Design for Failure
The Amazon model is the “design for failure” model. Under the “design for failure” model, combinations of your software and management tools
take responsibility for application availability. The actual infrastructure availability is entirely irrelevant to your application availability. 100% uptime should be achievable even when your cloud provider has a massive, data-center-wide outage.
…from The AWS Outage: The Cloud’s Shining Moment, O’Reilly, April 2011
Back in the golden days of my youth, my father worked as a technical writer, producing brochure copy for computer companies. I can’t have been much more than ten when I read some of his work: a brochure advertising the benefits of a computer architecture (I forget which one, but it might have been Tandem NonStop that could continue operating in the event of any single, and some multiple, component failures by having redundant links between redundant storage and processor units.
This looked rather fun, but it was only much later, when I learnt about computer networks, that I began to realise you didn’t need special hardware to do this. Although the special hardware is built to be more reliable than commodity equipment, the magic is all in the software that fails over responsibilities to other hardware when part of it breaks. With a little more work, those software techniques can be applied to off-the-shelf hardware joined together by a network.
Back to square one?
But designing software for failure requires new skills. Some parts are easy; any software component that doesn’t hold state is easily replicated to a bunch of servers, as the loss of one merely means losing the state of an in-progress operation. Ideally, protocols like HTTP would do more to help us; perhaps Web browsers that find multiple servers for the same Web site should keep trying if the first one they try doesn’t work, rather than just giving up (there’s a standard for this already: SRV records) so that we do not need tricks like anycast DNS and front-end load balancers to provide decent failover of front-end application servers.

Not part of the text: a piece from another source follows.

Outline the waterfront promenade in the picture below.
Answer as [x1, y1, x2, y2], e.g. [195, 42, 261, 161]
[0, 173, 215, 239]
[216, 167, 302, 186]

Designing software for failure is an extra barrier to overcome, but isn’t too hard, and it certainly pays off. Largely, it boils down to making sure that operations do not leave the system in an unstable state if they are aborted partway through for some reason. This is mainly a challenge for the frameworks and infrastructure upon which applications are built; with the infrastructure for retrying failed operations built into the system, application developers only really need to worry about the areas where the system can’t automate recovery from failure (such as operations that trigger real-world actions).

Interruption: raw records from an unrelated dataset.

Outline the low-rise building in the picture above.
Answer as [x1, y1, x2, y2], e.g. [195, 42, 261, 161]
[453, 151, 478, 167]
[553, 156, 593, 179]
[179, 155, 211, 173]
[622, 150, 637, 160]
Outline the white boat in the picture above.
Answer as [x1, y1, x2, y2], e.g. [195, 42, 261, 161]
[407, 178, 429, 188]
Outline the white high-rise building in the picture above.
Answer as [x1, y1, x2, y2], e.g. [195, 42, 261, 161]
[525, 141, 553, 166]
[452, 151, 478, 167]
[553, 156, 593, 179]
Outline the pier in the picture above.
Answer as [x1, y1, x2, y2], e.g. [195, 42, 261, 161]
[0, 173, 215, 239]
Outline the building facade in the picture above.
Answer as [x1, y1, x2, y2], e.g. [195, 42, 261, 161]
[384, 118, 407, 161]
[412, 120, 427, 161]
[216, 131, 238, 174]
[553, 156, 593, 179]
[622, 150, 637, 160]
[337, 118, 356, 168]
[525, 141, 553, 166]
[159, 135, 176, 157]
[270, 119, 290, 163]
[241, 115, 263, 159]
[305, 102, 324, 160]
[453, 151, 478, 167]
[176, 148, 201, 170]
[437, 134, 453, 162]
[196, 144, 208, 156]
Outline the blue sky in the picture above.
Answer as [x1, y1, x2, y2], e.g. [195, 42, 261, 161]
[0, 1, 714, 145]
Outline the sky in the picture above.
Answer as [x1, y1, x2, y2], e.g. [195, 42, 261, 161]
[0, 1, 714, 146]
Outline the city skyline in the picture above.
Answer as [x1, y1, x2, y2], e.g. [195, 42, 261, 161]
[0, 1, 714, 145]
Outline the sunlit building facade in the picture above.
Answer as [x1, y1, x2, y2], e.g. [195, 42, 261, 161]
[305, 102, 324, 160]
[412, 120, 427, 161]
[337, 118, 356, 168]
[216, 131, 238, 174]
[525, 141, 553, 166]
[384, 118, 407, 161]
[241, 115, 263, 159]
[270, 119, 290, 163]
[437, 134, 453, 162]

Porting legacy applications
But there’s a lot of legacy software out there, that hasn’t been designed for failure. What do we do about that? A lot of cloud users are trying to migrate their existing systems “into the cloud”, and they are the ones who will suffer worse quality of service because of it. Cloud servers and links have a high failure rate. An application that can take advantage of the fact that the cloud offers easy access to a large number of unreliable nodes, and very rapid provisioning of new ones can provide uptimes that put expensive mainframe hardware to shame; but applications written to expect expensive mainframe hardware will not fare well.
But you shouldn’t need to rewrite an application to make it failure-tolerant. Web applications, by their largely stateless nature, are often structured in ways that make building in failure-tolerance quite practical; the code that handles HTTP requests, nine times out of ten, will only have two effects – writing into a database and generating a response. A suitably smart load balancer can wait until a complete response is generated before sending it back to the client, and retry on another server if the response aborts partway through. If there is no storage of state other than in the database (and I’m looking at you, Java servlet session storage…), then the problem really boils down to:
- A fault-tolerant place to store your data.

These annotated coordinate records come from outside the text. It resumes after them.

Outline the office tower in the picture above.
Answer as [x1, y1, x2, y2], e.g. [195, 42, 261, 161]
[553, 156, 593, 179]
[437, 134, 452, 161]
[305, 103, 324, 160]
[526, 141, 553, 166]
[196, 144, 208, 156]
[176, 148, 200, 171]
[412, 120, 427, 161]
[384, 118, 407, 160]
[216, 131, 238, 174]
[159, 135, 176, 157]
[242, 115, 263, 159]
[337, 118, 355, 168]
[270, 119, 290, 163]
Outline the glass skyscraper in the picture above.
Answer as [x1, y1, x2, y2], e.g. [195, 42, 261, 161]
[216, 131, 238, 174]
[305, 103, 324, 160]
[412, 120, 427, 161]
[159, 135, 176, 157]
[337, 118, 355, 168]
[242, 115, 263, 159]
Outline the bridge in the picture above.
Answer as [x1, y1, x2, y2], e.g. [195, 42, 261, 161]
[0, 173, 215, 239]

- Managing a pool of stateless Web servers with request failover via load balancers.
But database fault tolerance is pretty tricky. The market is starting to swell with databases claiming to offer fault tolerance, but most of them merely survive server failures. What if the link between datacentres fails, splitting your system into a European cluster and a US cluster? Few databases can operate in a partitioned environment; and most of those are exotic NoSQL databases that your app will need rewriting to use.
As usual, there’s no silver bullet
Of course, at this point, you’d expect me to say “…except GenieDB!”, but there’s often more to the problem than just the database. You still need to audit the app to make sure it’s not squirreling data away anywhere else, and work out how to manage that “pool of Web servers with request failover via load balancers”.
Rolling out updates to the application becomes more of a challenge and all these new servers need monitoring. Fault tolerant systems are built to hide failures from normal users and, with GenieDB being extremely tolerant of almost complete system failure, measures need to be taken to make sure somebody is alerted before you’ve only got a single server left!
The audit process is quite simple, though. We recently audited WordPress, and found only one issue: it puts uploaded images into the filesystem. We fixed this by writing a WordPress plugin that, whenever an image or other media file is uploaded into a post, copies it to all the other servers, and a mechanism for servers to catch up with uploads they missed during an outage.
We’ve put a lot of work into helping migrate legacy apps into fault-tolerant environments, by finding ways to support the kinds of behaviour they expect from a single-node database, in a distributed environment. Porting WordPress to run on a NoSQL database would be a huge amount of work!
So I think we will see many exciting new things happening as application developers figure out how to take advantage of cloud systems. Applications will start to appear that are fault-tolerant from the start. New tools to help build these applications, with support for failure tolerance built in and that help applications to be fault tolerant, will continue to appear. New tips and tricks and techniques to handle common problems are all out there, waiting to be rediscovered…